Campus News

Law school creates fellowship from $2M founding gift

The UGA School of Law has established an elite fellowship program as a result of a $2 million founding gift from The John N. Goddard Foundation. Initially, the program will offer three law school students annually the opportunity to receive an educational experience including domestic and international externships and guided research experiences, opportunities to meet some of the country’s top legal leaders and a full-tuition scholarship.

“Enhancing graduate and professional education is a priority of the University of Georgia,” said UGA President Jere W. Morehead. “The Distinguished Law Fellows program will help us to further this goal while honoring one of our most accomplished alumni. We are grateful to the Goddard Foundation for its support.”

Georgia Law Dean Peter B. “Bo” Rutledge said this fellowship program will attract the best and brightest to Athens for law school and will place Georgia Law among a small group of institutions offering full-tuition-plus law school scholarships.

“I am thankful to the Goddard Foundation for its generous leadership gift that will make this new level of legal education possible at Georgia Law,” Rutledge said.

The Distinguished Law Fellows program is modeled after the university’s prestigious Foundation Fellows program, which was established in 1972. The initial fellows of the law school’s program will be known as Philip H. Alston Jr. Distinguished Law Fellows and will be announced later this year.

Benefits of being an Alston Distinguished Law Fellow will include a professional development stipend to be used at the end of the fellow’s first and second years of law school for summer externships, study-abroad offerings or research projects; special travel opportunities to meet some of the nation’s foremost legal advocates and jurists, including U.S. Supreme Court justices; and a full-tuition scholarship.

Robert G. “Bob” Edge, legal counsel for the Goddard Foundation and senior counsel at the law firm Alston & Bird, said the trustees of the Goddard Foundation are pleased to help launch this significant new program at Georgia Law.

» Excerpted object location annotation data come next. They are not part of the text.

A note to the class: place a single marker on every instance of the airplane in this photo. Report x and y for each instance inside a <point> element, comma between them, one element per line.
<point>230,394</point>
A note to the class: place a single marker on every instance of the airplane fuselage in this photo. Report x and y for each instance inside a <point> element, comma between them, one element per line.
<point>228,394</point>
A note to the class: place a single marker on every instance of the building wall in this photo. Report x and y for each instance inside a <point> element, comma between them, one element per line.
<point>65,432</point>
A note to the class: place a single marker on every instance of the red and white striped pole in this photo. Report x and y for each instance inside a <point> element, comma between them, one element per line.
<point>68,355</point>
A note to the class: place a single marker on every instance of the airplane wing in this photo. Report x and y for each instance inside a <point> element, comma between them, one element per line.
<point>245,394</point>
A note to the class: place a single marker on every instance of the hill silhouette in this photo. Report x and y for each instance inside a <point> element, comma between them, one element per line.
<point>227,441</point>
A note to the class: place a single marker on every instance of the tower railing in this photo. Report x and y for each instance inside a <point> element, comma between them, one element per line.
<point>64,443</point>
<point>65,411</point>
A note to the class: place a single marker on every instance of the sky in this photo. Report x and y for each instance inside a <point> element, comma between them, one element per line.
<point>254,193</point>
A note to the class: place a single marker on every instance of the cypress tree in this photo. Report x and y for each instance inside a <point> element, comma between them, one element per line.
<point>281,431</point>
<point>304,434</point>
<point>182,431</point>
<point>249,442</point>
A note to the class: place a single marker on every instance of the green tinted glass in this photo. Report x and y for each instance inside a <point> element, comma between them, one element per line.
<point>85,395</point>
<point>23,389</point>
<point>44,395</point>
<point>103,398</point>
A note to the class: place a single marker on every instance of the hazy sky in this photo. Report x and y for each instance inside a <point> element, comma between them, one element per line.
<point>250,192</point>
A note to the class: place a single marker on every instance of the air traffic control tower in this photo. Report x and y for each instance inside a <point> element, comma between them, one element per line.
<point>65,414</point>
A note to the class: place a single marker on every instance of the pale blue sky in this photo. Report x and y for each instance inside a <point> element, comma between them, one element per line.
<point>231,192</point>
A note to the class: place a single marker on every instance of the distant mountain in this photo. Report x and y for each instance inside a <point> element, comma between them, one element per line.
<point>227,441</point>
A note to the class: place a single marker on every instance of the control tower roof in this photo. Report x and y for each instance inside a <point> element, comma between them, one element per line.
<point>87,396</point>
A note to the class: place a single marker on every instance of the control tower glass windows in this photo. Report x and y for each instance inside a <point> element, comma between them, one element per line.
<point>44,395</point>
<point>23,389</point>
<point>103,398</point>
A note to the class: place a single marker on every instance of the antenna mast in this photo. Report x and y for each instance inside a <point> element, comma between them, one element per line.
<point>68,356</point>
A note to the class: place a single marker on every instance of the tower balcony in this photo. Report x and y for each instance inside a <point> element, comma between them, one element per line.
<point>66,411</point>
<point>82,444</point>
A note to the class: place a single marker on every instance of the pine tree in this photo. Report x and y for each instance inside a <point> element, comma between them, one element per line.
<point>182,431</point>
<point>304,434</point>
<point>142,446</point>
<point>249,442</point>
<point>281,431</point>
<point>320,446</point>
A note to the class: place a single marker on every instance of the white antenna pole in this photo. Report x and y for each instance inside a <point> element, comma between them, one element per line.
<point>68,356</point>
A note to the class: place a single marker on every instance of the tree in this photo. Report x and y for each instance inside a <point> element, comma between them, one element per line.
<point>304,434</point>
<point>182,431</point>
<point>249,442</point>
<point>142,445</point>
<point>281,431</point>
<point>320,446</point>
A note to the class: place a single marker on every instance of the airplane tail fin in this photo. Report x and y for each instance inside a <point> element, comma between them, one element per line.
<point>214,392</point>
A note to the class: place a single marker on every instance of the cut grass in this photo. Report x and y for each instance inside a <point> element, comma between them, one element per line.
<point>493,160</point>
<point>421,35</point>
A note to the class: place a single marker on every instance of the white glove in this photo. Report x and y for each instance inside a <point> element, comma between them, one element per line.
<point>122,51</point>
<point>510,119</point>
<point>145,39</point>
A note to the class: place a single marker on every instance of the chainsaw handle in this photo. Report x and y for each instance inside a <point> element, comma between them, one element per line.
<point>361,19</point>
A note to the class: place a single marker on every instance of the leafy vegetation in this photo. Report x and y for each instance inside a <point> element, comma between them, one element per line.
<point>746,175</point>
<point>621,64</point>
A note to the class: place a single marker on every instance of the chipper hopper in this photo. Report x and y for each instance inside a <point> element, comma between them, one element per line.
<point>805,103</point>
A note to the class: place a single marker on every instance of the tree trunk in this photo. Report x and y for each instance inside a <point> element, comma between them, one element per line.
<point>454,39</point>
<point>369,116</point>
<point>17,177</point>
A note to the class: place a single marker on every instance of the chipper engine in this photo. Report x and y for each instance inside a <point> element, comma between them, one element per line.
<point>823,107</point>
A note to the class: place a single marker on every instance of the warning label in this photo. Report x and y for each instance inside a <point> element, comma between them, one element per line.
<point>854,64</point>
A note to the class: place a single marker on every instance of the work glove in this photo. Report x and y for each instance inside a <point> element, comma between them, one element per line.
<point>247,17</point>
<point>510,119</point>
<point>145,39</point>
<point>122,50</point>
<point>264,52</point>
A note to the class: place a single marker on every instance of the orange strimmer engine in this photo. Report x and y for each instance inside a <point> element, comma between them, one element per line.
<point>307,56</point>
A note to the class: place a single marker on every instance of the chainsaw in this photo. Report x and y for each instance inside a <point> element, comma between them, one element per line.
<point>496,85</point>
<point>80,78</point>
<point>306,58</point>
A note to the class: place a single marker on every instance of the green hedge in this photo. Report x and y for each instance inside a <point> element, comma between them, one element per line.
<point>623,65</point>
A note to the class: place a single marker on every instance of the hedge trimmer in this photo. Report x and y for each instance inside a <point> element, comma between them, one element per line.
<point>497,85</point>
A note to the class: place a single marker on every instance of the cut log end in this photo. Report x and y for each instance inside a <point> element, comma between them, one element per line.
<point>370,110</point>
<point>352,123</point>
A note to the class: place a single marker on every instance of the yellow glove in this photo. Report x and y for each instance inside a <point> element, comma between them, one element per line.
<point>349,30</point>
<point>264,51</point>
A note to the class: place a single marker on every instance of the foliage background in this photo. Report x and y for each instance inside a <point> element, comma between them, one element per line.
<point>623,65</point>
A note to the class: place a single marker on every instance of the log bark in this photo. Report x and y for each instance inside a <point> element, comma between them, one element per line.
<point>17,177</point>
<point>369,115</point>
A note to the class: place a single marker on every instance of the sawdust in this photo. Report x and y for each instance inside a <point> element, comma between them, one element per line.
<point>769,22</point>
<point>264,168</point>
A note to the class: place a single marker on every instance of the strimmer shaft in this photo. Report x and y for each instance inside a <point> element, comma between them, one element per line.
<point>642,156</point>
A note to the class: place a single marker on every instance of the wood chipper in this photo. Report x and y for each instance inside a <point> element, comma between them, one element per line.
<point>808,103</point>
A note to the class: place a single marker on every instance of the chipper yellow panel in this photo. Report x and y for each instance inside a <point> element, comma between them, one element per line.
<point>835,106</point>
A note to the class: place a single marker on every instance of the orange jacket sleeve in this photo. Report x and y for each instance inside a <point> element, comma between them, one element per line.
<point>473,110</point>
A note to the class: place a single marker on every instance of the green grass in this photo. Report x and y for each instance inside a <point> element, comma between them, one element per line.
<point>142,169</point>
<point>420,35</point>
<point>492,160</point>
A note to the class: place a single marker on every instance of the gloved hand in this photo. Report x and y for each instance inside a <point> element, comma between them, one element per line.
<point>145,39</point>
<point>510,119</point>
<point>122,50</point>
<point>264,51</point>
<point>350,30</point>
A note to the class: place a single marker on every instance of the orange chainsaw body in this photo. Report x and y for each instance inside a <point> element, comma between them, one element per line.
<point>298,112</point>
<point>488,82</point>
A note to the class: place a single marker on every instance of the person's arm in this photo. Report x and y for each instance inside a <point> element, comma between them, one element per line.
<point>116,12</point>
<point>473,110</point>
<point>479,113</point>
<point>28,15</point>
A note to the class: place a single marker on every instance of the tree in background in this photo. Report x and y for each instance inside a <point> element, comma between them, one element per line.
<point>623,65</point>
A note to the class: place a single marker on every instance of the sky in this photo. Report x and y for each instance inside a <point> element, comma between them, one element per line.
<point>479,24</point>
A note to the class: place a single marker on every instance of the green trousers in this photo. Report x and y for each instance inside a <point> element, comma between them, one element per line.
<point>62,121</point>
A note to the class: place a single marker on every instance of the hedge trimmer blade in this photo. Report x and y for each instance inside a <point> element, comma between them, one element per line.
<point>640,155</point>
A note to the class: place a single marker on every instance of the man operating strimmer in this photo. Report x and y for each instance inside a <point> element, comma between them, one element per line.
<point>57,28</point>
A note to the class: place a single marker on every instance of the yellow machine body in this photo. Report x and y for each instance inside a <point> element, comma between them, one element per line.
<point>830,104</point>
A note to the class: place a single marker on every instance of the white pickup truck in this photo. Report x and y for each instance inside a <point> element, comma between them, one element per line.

“Just as the Foundation Fellows program for undergraduates has helped attract many of our nation’s most outstanding college-bound students to UGA, the Goddard Foundation trustees believe that the new Distinguished Law Fellows program can do the same for the law school,” Edge said. “It is very fitting that the first of these law fellowships will bear the name of Philip Alston Jr. because he was so devoted to the university that he served so well in so many capacities and because he, as the head of a major law firm himself, recognized that making the School of Law excellent in every way was vitally important to our state and region—and to his beloved alma mater.”